We’re all experienced decision makers. We make hundreds of decisions a day, often without really thinking about it. But in reality, the decision-making process is complex, and many different factors influence the decisions we make. Our family, our values and emotions, advertising, and societal pressure can all influence our choices.
Another factor that can influence the way we make decisions is habit. We tend to make decisions in a certain way. It’s called our “decision-making style.” Take this questionnaire to discover your own decision-making style.
(This questionnaire is an adaptation of the General Decision Making Style questionnaire developed by Scott and Bruce, 1995)
Rate each statement as a 1, 2, or 3:
1 = This statement is false.
2 = This statement is sometimes true. It depends on the situation.
3 = This statement is true.
- I make sure that I have all the facts before I make a decision.
- When I make a decision, I do what feels right.

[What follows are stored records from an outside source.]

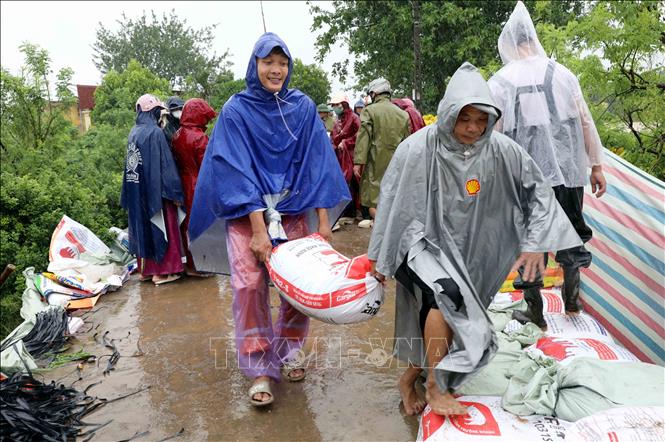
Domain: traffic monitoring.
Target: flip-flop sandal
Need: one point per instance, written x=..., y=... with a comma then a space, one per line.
x=166, y=280
x=260, y=387
x=286, y=371
x=199, y=275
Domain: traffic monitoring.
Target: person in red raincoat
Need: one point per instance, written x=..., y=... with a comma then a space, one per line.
x=343, y=139
x=189, y=145
x=416, y=121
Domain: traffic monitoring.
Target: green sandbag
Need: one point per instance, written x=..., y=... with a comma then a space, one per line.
x=584, y=386
x=492, y=380
x=501, y=314
x=14, y=356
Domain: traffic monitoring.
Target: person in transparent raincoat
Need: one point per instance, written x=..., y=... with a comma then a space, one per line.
x=544, y=112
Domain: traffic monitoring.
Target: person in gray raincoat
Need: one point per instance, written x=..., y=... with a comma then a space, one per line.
x=460, y=205
x=545, y=112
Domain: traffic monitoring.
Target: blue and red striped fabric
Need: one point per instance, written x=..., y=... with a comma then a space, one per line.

- I often ask other people to help me make important decisions.
- I don’t like making decisions, so I try to avoid it.
- I make decisions quickly.
- I make decisions in a slow, logical way.
- When I make a decision, I rely on my instincts.
- I don’t make big decisions without talking to other people first.
- I usually won’t make an important decision until I’m forced to do so.
- I don’t think too much about the decisions that I make.
- Making decisions requires careful thought.
- A decision doesn’t need to make sense – it just needs to feel right.
- When I need to make an important decision, I like to have someone point me in the right direction.
- I try to put off making important decisions because thinking about them makes me feel uneasy.
- When I need to make an important decision, I just do what seems natural at the moment.
- I consider all of my options before making a decision.
- I rely on my inner feelings when making decisions.
- When I make a decision, I rely on other people’s advice.
- I usually make important decisions at the last minute.
- I often make impulsive decisions.
Within each box, indicate the number (1, 2, or 3) that you assigned to the statements on the questionnaire. Then add those numbers up to get a total.
Take a look at your total scores.
- If A is your highest number, you’re systematic.
- If B is your highest number, you’re intuitive.
- If C is your highest number, you’re dependent.
- If D is your highest number, you’re avoidant.
- If E is your highest number, you’re spontaneous.
- If you have equally high scores in more than one area, it means that you regularly use more than one decision-making style.
A – Systematic
You make decisions slowly and carefully. You make sure that you have all the facts before you proceed. You carefully consider all of your options in order to make the best choice.
B – Intuitive
When you need to make a decision, you tend to rely on your feelings. You make decisions based on “hunches” and instinct. You do what feels right at the moment.
C – Dependent
You find it hard to make decisions without other people’s support. When you need to make an important decision, you ask other people for advice and direction. You’re uncomfortable making decisions alone.
D – Avoidant
You don’t like making important decisions. They make you feel uneasy and uncomfortable. So you try to avoid making decisions as much as possible. You only make important decisions when you’re pressured to do so.
E – Spontaneous
You make important decisions quickly and easily. You’re often impulsive. You don’t spend much time thinking or worrying about your decisions. You just make a choice and see what happens.
One style isn’t better than another. They each have their strengths and weaknesses, and they each work well in different situations.
- For instance, the systematic approach would work well if you have a big decision to make and a lot of time to make it.
- In an emergency situation, it might be better to be intuitive or spontaneous.
- If you don’t know much about a certain decision that you need to make, it might be good to be dependent and rely on the opinions of others.
- And sometimes it might be best to avoid making a decision altogether.
It’s OK to favor one of these styles more than the others. But if you rely exclusively on one decision-making style, you could end up making some bad decisions. For instance, it’s fine to be spontaneous sometimes – but it’s not the best way to go about making a major life decision. And it’s fine to avoid decisions now and then, but you’re going to run into problems if you avoid them all. Skilled decision-makers are able to use more than one style. They’re able to be flexible, and use the style that best fits the situation.
Scott, S. G. & Bruce, R. A. (1995). Decision-making style: The development and assessment of a new measure. Educational and Psychological Measurement, 55(5), 818–831.